Garcí-Pedrajas Nicolás E, Cuevas-Muñoz José M, de Haro-García Aida
Department of Computer Science, University of Córdoba, 14071 Córdoba, Spain
Evol Comput. 2025 Apr 16:1-35. doi: 10.1162/evco_a_00374.
One of the most common problems in data mining applications is the uneven distribution of classes, which appears in many real-world scenarios. The class of interest is often highly underrepresented in the given dataset, which harms the performance of most classifiers. One of the most successful methods for addressing the class imbalance problem is to oversample the minority class using synthetic samples. Since the original algorithm, the synthetic minority oversampling technique (SMOTE), introduced this method, numerous versions have emerged, each of which is based on a specific hypothesis about where and how to generate new synthetic instances. In this paper, we propose a different approach based exclusively on evolutionary computation that imposes no constraints on the creation of new synthetic instances. Majority class undersampling is also incorporated into the evolutionary process. A thorough comparison involving three classification methods, 85 datasets, and more than 90 class-imbalance strategies shows the advantages of our proposal.
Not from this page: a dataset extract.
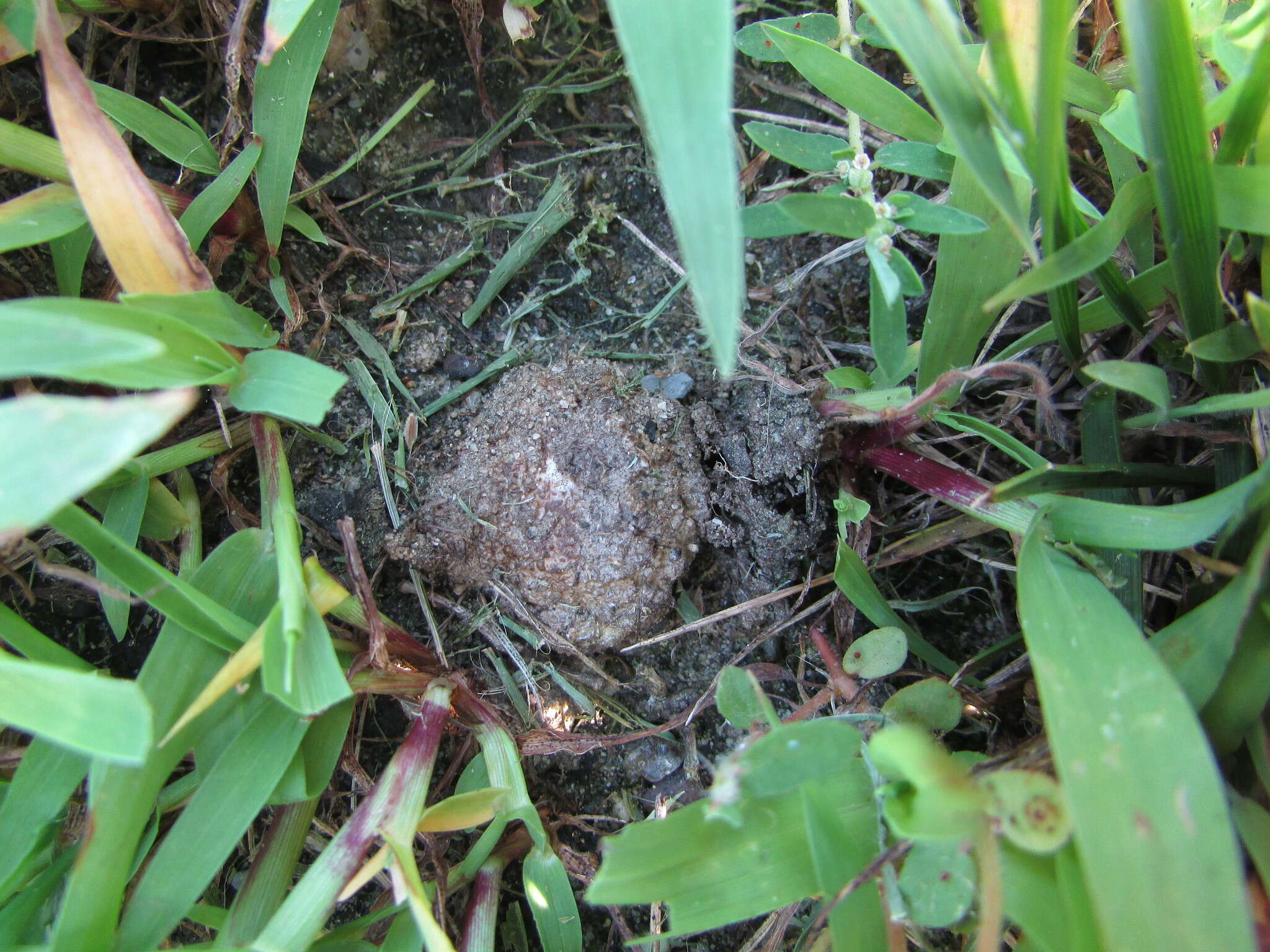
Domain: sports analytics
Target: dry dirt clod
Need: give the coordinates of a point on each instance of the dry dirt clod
(582, 493)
数据挖掘应用中最常见的问题之一是类分布不均衡,这在许多现实世界场景中都会出现。在给定数据集中,感兴趣的类通常代表性严重不足,这会损害大多数分类器的性能。解决类不平衡问题最成功的方法之一是使用合成样本对少数类进行过采样。自从最初的算法——合成少数类过采样技术(SMOTE)引入这种方法以来,已经出现了许多版本,每个版本都基于关于在何处以及如何生成新的合成实例的特定假设。在本文中,我们提出了一种完全基于进化计算的不同方法,该方法对新合成实例的创建不设限制。多数类欠采样也被纳入进化过程。一项涉及三种分类方法、85个数据集和90多种类不平衡策略的全面比较显示了我们提议的优势。